Now some quick background.
Some years ago, before I composed for a living, I was a musician helping cook up cool sounds and musical ideas for films and film composers (I also worked on a lot of records, but that’s for another day). My work came to the attention of Keyboard Magazine, then the most prestigious mag for modern musicians.
The founder and editor of Keyboard was a gentleman named Dominic Milano. One very cool dude. We have remained good friends to this day. Keyboard Magazine started in a small building that he shared with two young entrepreneurs starting a home computer business called Apple Computer. But that was before my time. Dominic knew my work and asked if I would write a column each month on technology. It’s all I did all day, and so there was plenty to write about. And I started a column on synths, computers, studio technology and mostly about my own work. It was a sort of diary for nerdy musicians, and became a popular part of the magazine for a while.

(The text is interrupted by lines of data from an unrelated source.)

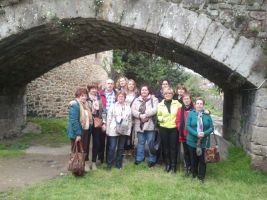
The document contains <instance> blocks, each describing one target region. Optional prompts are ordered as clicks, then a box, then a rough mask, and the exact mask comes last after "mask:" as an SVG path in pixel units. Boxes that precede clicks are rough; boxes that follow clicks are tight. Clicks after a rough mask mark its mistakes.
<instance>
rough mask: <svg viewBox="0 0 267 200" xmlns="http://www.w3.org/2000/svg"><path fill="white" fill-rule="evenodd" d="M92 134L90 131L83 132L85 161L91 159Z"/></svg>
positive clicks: (83, 143) (82, 132) (82, 139)
mask: <svg viewBox="0 0 267 200" xmlns="http://www.w3.org/2000/svg"><path fill="white" fill-rule="evenodd" d="M90 137H91V132H90V131H89V130H83V132H82V144H83V151H84V153H85V160H86V161H87V160H88V159H89V145H90Z"/></svg>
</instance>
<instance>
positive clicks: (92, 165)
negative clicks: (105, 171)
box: [91, 162, 97, 170]
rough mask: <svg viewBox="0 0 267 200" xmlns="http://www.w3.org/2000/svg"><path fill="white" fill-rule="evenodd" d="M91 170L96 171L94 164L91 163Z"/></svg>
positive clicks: (95, 164) (95, 166) (93, 162)
mask: <svg viewBox="0 0 267 200" xmlns="http://www.w3.org/2000/svg"><path fill="white" fill-rule="evenodd" d="M91 170H97V167H96V163H95V162H92V164H91Z"/></svg>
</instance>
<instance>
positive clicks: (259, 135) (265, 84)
mask: <svg viewBox="0 0 267 200" xmlns="http://www.w3.org/2000/svg"><path fill="white" fill-rule="evenodd" d="M224 94H225V95H224V116H223V117H224V120H223V121H224V122H223V129H224V130H223V133H224V137H225V138H227V139H229V140H231V141H232V142H235V143H236V142H237V144H240V145H242V147H243V148H244V149H245V150H246V151H247V152H248V153H249V154H250V155H251V157H252V165H253V167H255V168H257V169H260V170H264V171H267V101H266V99H267V84H265V85H264V84H263V85H262V87H260V88H259V89H255V90H240V91H225V93H224Z"/></svg>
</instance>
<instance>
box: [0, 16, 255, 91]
mask: <svg viewBox="0 0 267 200" xmlns="http://www.w3.org/2000/svg"><path fill="white" fill-rule="evenodd" d="M61 22H62V23H63V24H65V25H66V26H68V25H69V24H74V25H72V26H73V27H71V28H72V29H73V31H71V30H64V29H63V27H62V25H58V24H57V23H50V24H46V25H41V26H39V27H35V28H32V29H30V30H27V31H25V32H23V33H21V34H19V35H16V36H11V37H9V38H7V39H6V40H4V41H2V42H1V43H0V55H1V57H0V61H1V66H0V68H1V74H0V77H1V78H0V85H1V86H4V87H12V86H21V85H25V84H27V83H28V82H30V81H31V80H34V79H35V78H36V77H38V76H40V75H42V74H44V73H45V72H47V71H49V70H50V69H52V68H54V67H56V66H58V65H60V64H62V63H65V62H68V61H70V60H72V59H74V58H78V57H81V56H84V55H88V54H92V53H97V52H101V51H105V50H110V49H131V50H135V51H145V52H149V53H155V54H158V55H160V56H162V57H165V58H167V59H169V60H172V61H174V62H177V63H179V64H182V65H184V66H186V67H188V68H190V69H193V70H194V71H196V72H198V73H199V74H201V75H203V76H205V77H207V78H208V79H210V80H211V81H213V82H214V83H216V84H217V85H219V86H220V87H222V88H228V89H234V88H249V87H253V84H252V83H250V82H249V81H247V80H246V79H245V78H244V77H242V76H241V75H240V74H238V73H236V72H234V71H233V70H231V69H229V68H228V67H226V66H224V65H223V64H222V63H219V62H217V61H216V60H214V59H212V58H211V57H209V56H207V55H204V54H203V53H201V52H196V51H194V50H192V49H190V48H189V47H186V46H184V45H180V44H178V43H176V42H174V41H173V40H170V39H166V38H163V37H161V36H158V35H153V34H151V33H147V32H144V31H140V30H134V29H131V28H127V27H122V26H119V25H116V24H111V23H108V22H105V21H98V20H95V19H80V18H78V19H65V20H63V21H61ZM68 31H69V32H68ZM72 34H73V35H72ZM22 74H23V75H22Z"/></svg>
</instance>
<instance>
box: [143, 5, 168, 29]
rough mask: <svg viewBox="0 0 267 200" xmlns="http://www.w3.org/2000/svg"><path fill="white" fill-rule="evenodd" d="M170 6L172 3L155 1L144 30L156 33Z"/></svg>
mask: <svg viewBox="0 0 267 200" xmlns="http://www.w3.org/2000/svg"><path fill="white" fill-rule="evenodd" d="M171 7H172V4H170V3H167V2H162V1H159V2H157V3H156V5H155V9H154V11H152V13H151V15H150V18H149V22H148V25H147V29H146V31H147V32H150V33H154V34H158V33H159V31H160V29H161V27H162V24H163V21H164V17H165V15H166V14H167V12H168V11H169V9H170V8H171Z"/></svg>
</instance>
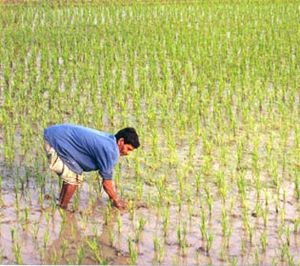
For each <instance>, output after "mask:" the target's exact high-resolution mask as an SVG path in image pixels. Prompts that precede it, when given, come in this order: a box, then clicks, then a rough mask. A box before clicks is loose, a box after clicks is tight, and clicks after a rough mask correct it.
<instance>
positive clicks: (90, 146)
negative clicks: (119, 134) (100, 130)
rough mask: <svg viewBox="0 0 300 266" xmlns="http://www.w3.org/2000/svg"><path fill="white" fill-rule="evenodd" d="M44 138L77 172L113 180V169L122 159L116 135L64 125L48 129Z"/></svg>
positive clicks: (96, 130) (68, 125) (90, 129)
mask: <svg viewBox="0 0 300 266" xmlns="http://www.w3.org/2000/svg"><path fill="white" fill-rule="evenodd" d="M44 139H45V140H46V141H47V142H48V143H49V144H50V145H51V146H52V147H53V148H54V149H55V151H56V152H57V154H58V156H59V157H60V159H61V160H62V161H63V162H64V163H65V164H66V165H67V166H68V167H69V168H70V169H71V170H72V171H74V172H75V173H77V174H82V172H83V171H84V172H89V171H94V170H99V174H100V175H101V176H102V177H103V178H104V179H112V176H113V168H114V166H115V164H116V163H117V161H118V159H119V156H120V153H119V148H118V145H117V142H116V138H115V136H114V135H113V134H109V133H105V132H101V131H98V130H95V129H91V128H86V127H83V126H77V125H71V124H61V125H54V126H50V127H48V128H46V129H45V130H44Z"/></svg>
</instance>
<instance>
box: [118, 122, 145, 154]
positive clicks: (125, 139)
mask: <svg viewBox="0 0 300 266" xmlns="http://www.w3.org/2000/svg"><path fill="white" fill-rule="evenodd" d="M115 137H116V139H117V141H118V140H119V139H120V138H123V139H124V143H125V144H131V145H132V146H133V147H134V148H135V149H137V148H138V147H139V146H140V141H139V136H138V134H137V133H136V130H135V129H134V128H133V127H125V128H123V129H121V130H119V131H118V132H117V134H116V135H115Z"/></svg>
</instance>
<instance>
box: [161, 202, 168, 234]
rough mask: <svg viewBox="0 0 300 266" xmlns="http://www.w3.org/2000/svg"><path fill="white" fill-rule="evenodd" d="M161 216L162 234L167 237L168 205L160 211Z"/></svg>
mask: <svg viewBox="0 0 300 266" xmlns="http://www.w3.org/2000/svg"><path fill="white" fill-rule="evenodd" d="M162 218H163V221H162V223H163V235H164V237H167V235H168V230H169V227H170V208H169V207H164V208H163V212H162Z"/></svg>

But I started to get busy as a composer and I was no longer interested in writing about technology. So I proposed a new idea, to write about my various projects as a composer using as much technology as possible, but from a much more creative perspective. I called it The Reel World and it was a part of the magazine up until just a few years ago (though the last several years were sporadic).
At one point Dominic suggested turning the best columns from the series into a book. At first this seemed really exciting to me. A book! So I took all my articles and layed them out to try and come up with a way to organize them all. Some I just tossed aside. But others seemed to fit well into one of three main categories:
- Art and Aesthetics
- Craft and Technology
- Career and Business
Once I did that, I sat and reread the whole thing. And I hated it. I had learned so much along the way, and technology had changed over time. A lot of it just didn’t feel all that useful. By this time I had worked on a lot of films and tv projects. So I spent the next yearÂ just rewriting everything I knew about how to score films. How to break down scenes, find the emotional center of a moment, create a musical arc, use the tech to your best advantage, and how to make a career out of composing. When I finished, I added interviews with friends and colleagues to add more perspective. I spoke with John Williams, Hans Zimmer, James Newton-Howard, Mark Isham, Basil Poledouris, Marc Shaimen, agents, music editors, supervisors, studio executives, and more.
Finally it felt like a book. I released it in 2001 and it became a very popular book on the subject.I chose a kind of retro 50’s movie poster look:
It got a lot of terrific response and feedback. It became a standard text all over the world. It was an unexpected and very rewarding experience for me, and put me in touch with some very cool people all over the planet. Job done.
Only not really.
I kept working and growing as an artist. And the technology for composing to picture exploded. So after a number of years I went to my publisher and begged them to let me redo the book and bring it up to date in regards to everything. They agreed and the end result was another year of writing and rewriting, interviewing, editing, and expanding every element of the book.